Behind the Music
Helen Ranieri-Cordes ’21 helps take the first steps toward digitizing the archives of The Allentown Band, a local institution.By: Meghan Kita Wednesday, August 8, 2018 04:46 PM
Helen Ranieri-Cordes ’21 works with The Allentown Band's archives. Photos by Bill Keller.Imagine the documents and photos you (or your parents) accumulated before paperless billing and digital cameras. If you (or your parents) are like most people—that is, not terribly organized—those documents and photos are probably still crammed into drawers or stuffed into paper bags.
Now imagine how many more drawers and paper bags full of documents and photos there would be if you (or your parents) had been around since 1828, and you’ll have some idea of the quantity of memorabilia that’s in The Allentown Band’s headquarters, a firehouse near the intersection of 19th and Greenleaf Streets in West Allentown.

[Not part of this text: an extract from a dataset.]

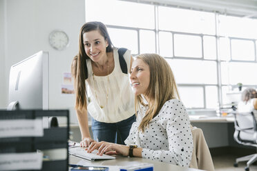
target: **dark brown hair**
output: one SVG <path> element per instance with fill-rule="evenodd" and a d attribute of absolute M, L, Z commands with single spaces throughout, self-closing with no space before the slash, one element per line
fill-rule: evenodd
<path fill-rule="evenodd" d="M 79 32 L 79 53 L 73 58 L 71 65 L 71 72 L 74 78 L 74 89 L 76 96 L 75 108 L 82 110 L 87 105 L 86 101 L 86 78 L 88 77 L 86 69 L 86 60 L 90 59 L 89 57 L 85 52 L 83 42 L 83 34 L 90 31 L 98 30 L 104 39 L 108 41 L 106 52 L 113 50 L 113 46 L 111 43 L 107 28 L 101 22 L 92 21 L 88 22 L 83 25 Z"/>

The band is much more organized: Filing cabinets and binders hold the programs, newspaper clippings, letters, photos and ticket stubs that tell the story of its long history. But the material has not been catalogued and preserved in a way that makes it accessible to those outside band headquarters. Special collections and archives librarian Susan Falciani Maldonado would like to change that.
“The idea was: As a community partner, what expertise can Muhlenberg offer to this historic local treasure?” Falciani Maldonado says.
The Allentown Band is the oldest community concert band—meaning, composed of local volunteers—in the United States. It played when the College’s first president was inaugurated in 1867, and it has performed at the last 47 Commencements. The long-term goal is to get funding to digitize the band’s archives, and the first step in that direction began this summer, with the help of Helen Ranieri-Cordes ’21, a double major in business and media & communication.
Helen worked in the College archives with Falciani Maldonado during a Documentary Research class this spring, and Falciani Maldonado recruited her to start sifting through the band’s materials this summer. Helen spent eight weeks working through framed photos and binders full of programs, mostly. The 2,400 items she catalogued are logged in a Google Sheet and organized by year.
“I have key words I type in: the band director’s name at the time, the location, anything interesting about the item itself,” Helen says. “I’m reading the programs, but really fast, just to get key details that will help someone else look it up.”
And students will be looking up assets in Helen’s database this fall: The group registered for the Documentary Fieldwork course will be working with the band on oral histories and a short documentary, and they’ll be using what Helen has organized—as well as the scrapbooks and files she has not—to inform and enhance their work.
Helen won’t be in that class: Her long-term goal is to get into public relations or marketing. Still, her work with The Allentown Band is applicable: “Being able to do community outreach helps me with personal skills,” she says. “For what I’m doing and what I hope to do, to be able to push yourself in a different way and tell a story and make personal connections will get you far.”